NUNUKAN, infoSTI – Pemerintah Kabupaten Nunukan, menggelar Workshop Penulisan Jurnalistik dan Naskah Pidato Pimpinan, Senin (17/11/2025).
Kegiatan yang diinisiasi Bagian Protokol dan Komunikasi Pimpinan (Prokompim) ini, berlangsung selama dua hari, bekerja sama dengan Pascasarjana Universitas Fajar, Makassar.
Workshop ini menghadirkan narasumber, masing masing, Dr. Nur Alim Djalil yang memberikan materi teknik wawancara dan indepth reporting.
Dr. Muhammad Yusuf A.R. dengan materi penulisan feature dan opini.
Dr. A. Vita Sukmarini, dengan materi penulisan naskah pidato.
Adapun nara sumber dari Pemda Nunukan, masing masing, kepala Bappeda Litbang Drs. Raden Iwan Kurniawan dengan materi perencanaan pembangunan daerah.
Kepala BPS Dr. Iskandar Ahmaddien, dengan materi tentang membaca data statistik Kabupaten Nunukan.
Wakil Bupati Nunukan, Hermanus, memberikan apresiasi atas terselenggaranya workshop ini.

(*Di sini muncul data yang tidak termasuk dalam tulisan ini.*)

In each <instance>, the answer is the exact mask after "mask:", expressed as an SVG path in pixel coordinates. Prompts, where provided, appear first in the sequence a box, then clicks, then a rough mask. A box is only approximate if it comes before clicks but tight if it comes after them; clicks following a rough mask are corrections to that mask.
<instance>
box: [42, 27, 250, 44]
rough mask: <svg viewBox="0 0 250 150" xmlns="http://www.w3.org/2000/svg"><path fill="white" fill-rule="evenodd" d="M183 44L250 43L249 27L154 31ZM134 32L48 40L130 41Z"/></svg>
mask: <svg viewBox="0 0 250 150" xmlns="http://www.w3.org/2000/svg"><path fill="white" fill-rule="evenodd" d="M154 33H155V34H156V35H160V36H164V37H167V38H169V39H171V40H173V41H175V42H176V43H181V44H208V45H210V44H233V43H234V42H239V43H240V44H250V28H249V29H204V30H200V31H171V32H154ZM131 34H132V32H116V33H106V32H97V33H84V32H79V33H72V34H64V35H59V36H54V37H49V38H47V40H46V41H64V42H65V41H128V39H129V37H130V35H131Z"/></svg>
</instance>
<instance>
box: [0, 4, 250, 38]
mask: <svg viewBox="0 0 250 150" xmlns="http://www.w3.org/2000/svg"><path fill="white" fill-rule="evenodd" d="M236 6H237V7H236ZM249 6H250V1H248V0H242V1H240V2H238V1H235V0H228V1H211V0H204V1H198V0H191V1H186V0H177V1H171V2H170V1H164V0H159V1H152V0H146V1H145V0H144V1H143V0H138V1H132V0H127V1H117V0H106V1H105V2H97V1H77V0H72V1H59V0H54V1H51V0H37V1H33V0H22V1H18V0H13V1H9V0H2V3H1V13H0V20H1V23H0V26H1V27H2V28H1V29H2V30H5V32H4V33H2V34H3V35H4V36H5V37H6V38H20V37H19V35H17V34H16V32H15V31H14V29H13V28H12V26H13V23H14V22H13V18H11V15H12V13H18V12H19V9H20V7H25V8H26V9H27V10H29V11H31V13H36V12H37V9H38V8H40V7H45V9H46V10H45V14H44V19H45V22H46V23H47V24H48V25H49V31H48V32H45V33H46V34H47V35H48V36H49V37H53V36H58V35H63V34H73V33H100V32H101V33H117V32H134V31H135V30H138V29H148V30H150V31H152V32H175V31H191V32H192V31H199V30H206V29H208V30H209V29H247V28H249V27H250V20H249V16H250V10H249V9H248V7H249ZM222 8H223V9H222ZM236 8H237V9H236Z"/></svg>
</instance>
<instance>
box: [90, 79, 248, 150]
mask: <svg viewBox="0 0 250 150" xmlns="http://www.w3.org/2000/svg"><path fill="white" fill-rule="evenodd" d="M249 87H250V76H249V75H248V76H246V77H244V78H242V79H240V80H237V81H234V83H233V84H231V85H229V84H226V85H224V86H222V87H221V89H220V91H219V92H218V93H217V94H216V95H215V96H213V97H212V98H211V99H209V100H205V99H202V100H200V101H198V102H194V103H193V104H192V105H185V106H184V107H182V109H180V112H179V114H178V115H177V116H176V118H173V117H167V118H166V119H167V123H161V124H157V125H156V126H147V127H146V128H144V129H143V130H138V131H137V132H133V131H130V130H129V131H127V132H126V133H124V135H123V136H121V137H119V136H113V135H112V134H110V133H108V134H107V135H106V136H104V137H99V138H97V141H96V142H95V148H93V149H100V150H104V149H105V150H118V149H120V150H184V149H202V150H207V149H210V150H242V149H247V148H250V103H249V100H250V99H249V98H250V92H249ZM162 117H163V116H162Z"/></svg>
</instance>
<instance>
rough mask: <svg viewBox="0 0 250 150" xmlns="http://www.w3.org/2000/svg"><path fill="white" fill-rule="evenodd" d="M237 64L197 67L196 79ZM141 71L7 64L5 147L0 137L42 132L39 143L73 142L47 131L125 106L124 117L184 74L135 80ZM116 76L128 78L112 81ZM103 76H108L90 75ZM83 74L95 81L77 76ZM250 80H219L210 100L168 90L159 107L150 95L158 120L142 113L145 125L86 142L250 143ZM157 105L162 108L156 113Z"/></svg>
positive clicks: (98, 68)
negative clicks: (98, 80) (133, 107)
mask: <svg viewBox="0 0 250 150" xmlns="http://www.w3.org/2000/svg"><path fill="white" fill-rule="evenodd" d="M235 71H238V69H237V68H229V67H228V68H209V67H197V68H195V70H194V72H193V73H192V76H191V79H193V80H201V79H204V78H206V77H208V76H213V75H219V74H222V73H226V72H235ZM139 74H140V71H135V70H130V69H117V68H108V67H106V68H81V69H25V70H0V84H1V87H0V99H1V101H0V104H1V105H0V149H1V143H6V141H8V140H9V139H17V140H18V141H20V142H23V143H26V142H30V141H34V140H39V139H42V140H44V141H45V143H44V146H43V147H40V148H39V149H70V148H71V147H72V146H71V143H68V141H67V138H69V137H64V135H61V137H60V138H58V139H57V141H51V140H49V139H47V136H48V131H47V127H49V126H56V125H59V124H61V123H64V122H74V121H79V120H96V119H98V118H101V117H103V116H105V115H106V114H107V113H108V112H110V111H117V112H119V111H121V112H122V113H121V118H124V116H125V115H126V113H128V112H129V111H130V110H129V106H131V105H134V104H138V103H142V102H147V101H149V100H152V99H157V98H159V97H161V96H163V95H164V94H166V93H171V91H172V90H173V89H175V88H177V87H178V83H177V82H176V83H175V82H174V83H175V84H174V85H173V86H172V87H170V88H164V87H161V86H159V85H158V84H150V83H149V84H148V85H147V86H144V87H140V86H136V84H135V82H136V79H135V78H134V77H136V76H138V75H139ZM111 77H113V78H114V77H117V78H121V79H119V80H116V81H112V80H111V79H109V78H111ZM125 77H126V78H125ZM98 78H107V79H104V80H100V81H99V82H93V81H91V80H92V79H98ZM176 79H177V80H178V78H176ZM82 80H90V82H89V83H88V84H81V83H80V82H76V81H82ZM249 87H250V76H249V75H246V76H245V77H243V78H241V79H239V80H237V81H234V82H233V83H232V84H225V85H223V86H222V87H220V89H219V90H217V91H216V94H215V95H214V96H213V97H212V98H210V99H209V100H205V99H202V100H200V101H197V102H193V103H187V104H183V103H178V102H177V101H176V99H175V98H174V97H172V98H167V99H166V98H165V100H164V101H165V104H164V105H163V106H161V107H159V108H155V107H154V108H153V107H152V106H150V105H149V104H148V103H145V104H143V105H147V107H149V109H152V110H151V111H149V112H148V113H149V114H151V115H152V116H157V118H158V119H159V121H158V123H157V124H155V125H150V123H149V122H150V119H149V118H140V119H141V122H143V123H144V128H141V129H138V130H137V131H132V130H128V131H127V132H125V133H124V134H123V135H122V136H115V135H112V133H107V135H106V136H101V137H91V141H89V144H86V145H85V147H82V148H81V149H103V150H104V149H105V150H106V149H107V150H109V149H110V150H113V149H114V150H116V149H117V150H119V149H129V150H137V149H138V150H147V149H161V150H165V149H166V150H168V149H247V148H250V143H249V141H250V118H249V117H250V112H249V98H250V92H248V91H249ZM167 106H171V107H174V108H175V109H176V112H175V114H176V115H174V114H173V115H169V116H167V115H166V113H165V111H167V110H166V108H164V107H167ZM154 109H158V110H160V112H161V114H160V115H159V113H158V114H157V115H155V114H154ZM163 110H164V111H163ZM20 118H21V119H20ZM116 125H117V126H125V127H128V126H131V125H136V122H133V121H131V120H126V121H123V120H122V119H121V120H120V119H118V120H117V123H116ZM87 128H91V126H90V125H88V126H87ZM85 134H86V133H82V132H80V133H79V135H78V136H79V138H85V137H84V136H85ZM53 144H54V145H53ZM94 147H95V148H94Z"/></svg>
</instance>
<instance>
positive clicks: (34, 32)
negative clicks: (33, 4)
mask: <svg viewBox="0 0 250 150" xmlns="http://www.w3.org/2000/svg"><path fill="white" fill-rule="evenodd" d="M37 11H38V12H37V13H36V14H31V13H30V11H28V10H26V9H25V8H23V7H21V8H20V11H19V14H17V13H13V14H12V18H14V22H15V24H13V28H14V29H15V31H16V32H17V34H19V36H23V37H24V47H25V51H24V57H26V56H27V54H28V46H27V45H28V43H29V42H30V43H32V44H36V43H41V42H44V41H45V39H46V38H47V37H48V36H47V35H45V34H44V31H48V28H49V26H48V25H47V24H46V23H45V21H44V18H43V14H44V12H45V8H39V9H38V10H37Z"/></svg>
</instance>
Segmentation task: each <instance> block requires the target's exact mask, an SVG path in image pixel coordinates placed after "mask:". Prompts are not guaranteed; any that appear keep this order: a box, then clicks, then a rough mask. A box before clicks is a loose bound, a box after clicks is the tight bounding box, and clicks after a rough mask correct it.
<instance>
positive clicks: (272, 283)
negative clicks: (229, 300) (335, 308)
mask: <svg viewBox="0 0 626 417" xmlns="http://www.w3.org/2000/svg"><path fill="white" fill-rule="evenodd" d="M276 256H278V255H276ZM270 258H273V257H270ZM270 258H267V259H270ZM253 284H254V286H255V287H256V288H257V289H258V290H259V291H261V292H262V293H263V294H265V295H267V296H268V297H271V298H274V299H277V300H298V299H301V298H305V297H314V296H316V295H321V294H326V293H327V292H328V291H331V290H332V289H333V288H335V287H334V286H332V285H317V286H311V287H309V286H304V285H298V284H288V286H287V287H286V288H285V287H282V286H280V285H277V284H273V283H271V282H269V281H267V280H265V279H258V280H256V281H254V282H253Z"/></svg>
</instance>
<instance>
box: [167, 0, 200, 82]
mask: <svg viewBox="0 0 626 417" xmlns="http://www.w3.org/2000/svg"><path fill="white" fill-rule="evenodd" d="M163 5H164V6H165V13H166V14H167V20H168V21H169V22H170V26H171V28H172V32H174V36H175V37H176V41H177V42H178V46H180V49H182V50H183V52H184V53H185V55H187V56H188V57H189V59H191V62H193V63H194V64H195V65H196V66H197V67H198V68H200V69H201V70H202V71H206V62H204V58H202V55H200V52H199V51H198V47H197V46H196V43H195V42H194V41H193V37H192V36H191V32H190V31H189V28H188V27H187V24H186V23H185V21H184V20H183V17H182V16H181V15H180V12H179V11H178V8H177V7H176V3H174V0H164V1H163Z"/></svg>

Ia menegaskan bahwa penguatan kemampuan komunikasi aparatur sangat penting dalam mendukung tata kelola pemerintahan modern.
“Kualitas pesan pemerintah menentukan bagaimana masyarakat memahami arah pembangunan daerah. Pelatihan ini bukan hanya mengajarkan teknis menulis, tetapi bagaimana membangun komunikasi yang efektif,” ujar Hermanus.
Ia menekankan bahwa narasi pemerintah harus selaras dengan visi, misi, dan program prioritas kepala daerah serta disesuaikan dengan karakter sosial tiap wilayah.
Pulau Sebatik, Nunukan, Kabudaya dan Krayan, memiliki kondisi dan permasalahan berbeda. Sehingga narasi tidak bisa disamaratakan.
Masyarakat, saat ini semakin kritis, sehingga SDM kehumasan harus adaptif, responsif, dan mampu menyusun pesan yang informatif sekaligus berkesan.
‘’Pesan yang tepat akan meningkatkan kepercayaan dan kepuasan publik,” ujarnya lagi.
Kepala Bagian Protokol dan Komunikasi Pimpinan, Joned, mengatakan, peningkatan kapasitas aparatur menjadi kebutuhan penting, seiring tingginya aktivitas pemerintahan dan tuntutan keterbukaan informasi publik.
Menurut Joned, kemampuan mengelola informasi tidak cukup hanya menyampaikan fakta. Tetapi juga menjelaskan alasan kebijakan dibuat, dampaknya, serta manfaat bagi masyarakat.
Dengan narasi yang kuat dan data yang akurat, pemerintah dapat membangun kepercayaan publik secara berkelanjutan.
“Aparatur harus mampu menulis berita, memahami data, dan menerjemahkan kebijakan pemerintah menjadi pesan yang jelas dan mudah dipahami masyarakat,” katanya.
Sementara itu, Dekan Pascasarjana Universitas Fajar, Dr. Ir. Mujahid, MM, M.I.Kom, menyampaikan apresiasi atas kepercayaan Pemkab Nunukan untuk menjalin kerja sama dalam peningkatan SDM.
“Kami berharap ilmu yang diberikan dapat diterapkan langsung dan membantu memperkuat kualitas komunikasi pemerintah,” ujar Mujahid.